La consulta le costó 275 dólares. Como no tenía seguro médico —el estado de Virginia consideraba que el seguro pagado por los padres era una clase de ayuda económica—, se vio obligado a pagar con tarjeta allí mismo. A menos que tuviese estreñimiento, que era justo lo contrario del problema que relacionaba con Latinoamérica, le cabía esperar unos inicios muy olorosos de sus días con Jenna.
Al volver a su apartamento, ya bien pasada la medianoche, hizo la maleta para el viaje y luego se tumbó en la cama y supervisó el avance de su digestión. Había digerido cosas cada minuto de su vida sin prestar la menor atención. Resultaba extraño pensar que las paredes de su estómago y su misterioso intestino delgado formaban parte de él en igual medida que su cerebro, su lengua o su pene. Mientras yacía allí y se esforzaba por sentir los sutiles chasquidos y rumores y reubicaciones dentro de su abdomen, tuvo una visión de su cuerpo como un pariente lejano que lo esperaba al final de un largo camino. Un pariente sombrío a quien justo en ese momento alcanzaba a ver por primera vez. Algún día, con suerte en un futuro muy lejano, dependería de la fortaleza de su cuerpo para seguir viviendo, y algún día posterior a ése, con suerte en un futuro aún más lejano, el cuerpo le fallaría, y moriría. Imaginaba su alma, la identidad personal que conocía, como un anillo de oro inmaculado abriéndose paso lentamente por un territorio cada vez más ignoto y maloliente, hacia una muerte con olor a mierda. Estaba solo con su cuerpo; y como, extrañamente, él era su cuerpo, eso significaba que estaba totalmente solo.
Echaba de menos a Jonathan. Por extraño que pareciera, su inminente viaje era una traición mayor a Jonathan que a Connie. Pese a los tropiezos de su primer día de Acción de Gracias, en los últimos dos años habían acabado siendo amigos íntimos, y sólo en los últimos meses, primero a causa del negocio de Joey con Kenny Bartles y después al descubrir Jonathan, para colmo, los planes de su viaje con Jenna, se había agriado la relación. Hasta entonces, una vez tras otra, Joey había sentido la grata sorpresa de comprobar lo sincero que era el afecto de Jonathan por él.

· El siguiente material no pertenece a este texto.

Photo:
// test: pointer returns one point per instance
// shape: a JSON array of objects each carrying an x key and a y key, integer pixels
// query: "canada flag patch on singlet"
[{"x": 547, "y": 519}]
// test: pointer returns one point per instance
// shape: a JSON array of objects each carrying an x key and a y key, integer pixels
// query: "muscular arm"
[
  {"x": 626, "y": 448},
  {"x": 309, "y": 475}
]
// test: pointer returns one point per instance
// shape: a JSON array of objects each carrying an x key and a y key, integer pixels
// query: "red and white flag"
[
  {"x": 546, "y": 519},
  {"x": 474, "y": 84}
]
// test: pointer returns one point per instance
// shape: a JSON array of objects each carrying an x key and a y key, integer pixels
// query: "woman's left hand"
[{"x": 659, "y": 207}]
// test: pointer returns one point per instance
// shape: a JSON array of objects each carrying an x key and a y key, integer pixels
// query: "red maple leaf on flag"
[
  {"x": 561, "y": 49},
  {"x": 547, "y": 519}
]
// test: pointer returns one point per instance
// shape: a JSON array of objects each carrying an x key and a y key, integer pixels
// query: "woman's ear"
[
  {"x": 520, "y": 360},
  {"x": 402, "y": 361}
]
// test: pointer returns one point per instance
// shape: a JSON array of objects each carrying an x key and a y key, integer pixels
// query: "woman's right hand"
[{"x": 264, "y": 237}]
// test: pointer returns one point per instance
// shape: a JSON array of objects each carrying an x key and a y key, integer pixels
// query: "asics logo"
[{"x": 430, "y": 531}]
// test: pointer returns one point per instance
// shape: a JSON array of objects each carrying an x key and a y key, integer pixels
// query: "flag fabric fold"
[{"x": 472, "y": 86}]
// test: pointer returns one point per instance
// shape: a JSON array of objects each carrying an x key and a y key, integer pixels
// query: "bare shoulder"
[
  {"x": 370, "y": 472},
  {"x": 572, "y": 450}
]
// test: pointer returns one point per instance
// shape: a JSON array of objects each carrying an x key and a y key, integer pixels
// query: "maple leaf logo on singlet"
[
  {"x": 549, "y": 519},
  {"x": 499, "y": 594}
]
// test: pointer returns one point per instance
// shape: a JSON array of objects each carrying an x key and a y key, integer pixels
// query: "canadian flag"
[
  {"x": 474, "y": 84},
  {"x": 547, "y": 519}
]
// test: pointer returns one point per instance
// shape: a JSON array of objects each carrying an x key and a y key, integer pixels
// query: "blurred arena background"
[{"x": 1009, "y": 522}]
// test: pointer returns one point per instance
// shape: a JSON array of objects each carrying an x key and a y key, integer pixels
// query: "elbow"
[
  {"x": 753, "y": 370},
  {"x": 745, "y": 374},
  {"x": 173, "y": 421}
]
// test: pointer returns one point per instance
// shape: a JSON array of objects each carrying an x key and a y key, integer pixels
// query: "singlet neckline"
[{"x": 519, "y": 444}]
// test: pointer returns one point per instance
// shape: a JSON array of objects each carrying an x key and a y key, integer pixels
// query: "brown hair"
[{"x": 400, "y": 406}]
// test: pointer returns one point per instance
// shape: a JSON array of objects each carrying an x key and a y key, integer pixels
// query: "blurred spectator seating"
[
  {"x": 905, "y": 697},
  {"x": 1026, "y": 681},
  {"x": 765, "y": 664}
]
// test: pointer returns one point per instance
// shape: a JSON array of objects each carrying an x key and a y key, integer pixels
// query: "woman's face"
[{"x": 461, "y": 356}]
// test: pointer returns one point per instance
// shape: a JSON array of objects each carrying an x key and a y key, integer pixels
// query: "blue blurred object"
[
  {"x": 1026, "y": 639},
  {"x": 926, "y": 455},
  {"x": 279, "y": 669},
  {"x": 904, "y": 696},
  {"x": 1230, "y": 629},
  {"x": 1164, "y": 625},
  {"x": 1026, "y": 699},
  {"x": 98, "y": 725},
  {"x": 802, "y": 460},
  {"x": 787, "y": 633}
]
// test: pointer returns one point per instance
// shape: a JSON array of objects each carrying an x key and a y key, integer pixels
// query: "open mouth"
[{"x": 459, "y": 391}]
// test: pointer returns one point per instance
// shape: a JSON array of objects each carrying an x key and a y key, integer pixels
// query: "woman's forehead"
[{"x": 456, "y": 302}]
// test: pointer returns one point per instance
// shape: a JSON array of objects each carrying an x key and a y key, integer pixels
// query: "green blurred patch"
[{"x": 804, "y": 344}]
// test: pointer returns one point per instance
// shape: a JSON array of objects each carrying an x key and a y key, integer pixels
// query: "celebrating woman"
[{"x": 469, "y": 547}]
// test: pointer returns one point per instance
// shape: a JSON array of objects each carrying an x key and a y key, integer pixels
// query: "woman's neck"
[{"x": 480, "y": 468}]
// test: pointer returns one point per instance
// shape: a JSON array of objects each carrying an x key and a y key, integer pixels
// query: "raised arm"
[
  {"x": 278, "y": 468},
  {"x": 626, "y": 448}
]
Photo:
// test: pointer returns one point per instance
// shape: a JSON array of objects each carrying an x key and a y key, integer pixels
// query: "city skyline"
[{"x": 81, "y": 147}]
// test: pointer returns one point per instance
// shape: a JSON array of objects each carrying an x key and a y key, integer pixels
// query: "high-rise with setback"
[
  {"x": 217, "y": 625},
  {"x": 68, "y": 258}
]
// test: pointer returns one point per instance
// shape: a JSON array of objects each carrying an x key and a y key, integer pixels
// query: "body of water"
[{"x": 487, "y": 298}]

Un afecto por todo él, no sólo las partes de sí mismo que él consideraba oportuno mostrar al mundo como estudiante razonablemente enrollado de la Universidad de Virginia. La mayor y más grata sorpresa había sido lo bien que Connie le caía a Jonathan. De hecho, era justo decir que, sin la validación de Jonathan a su emparejamiento, Joey no habría llegado al extremo de casarse con ella.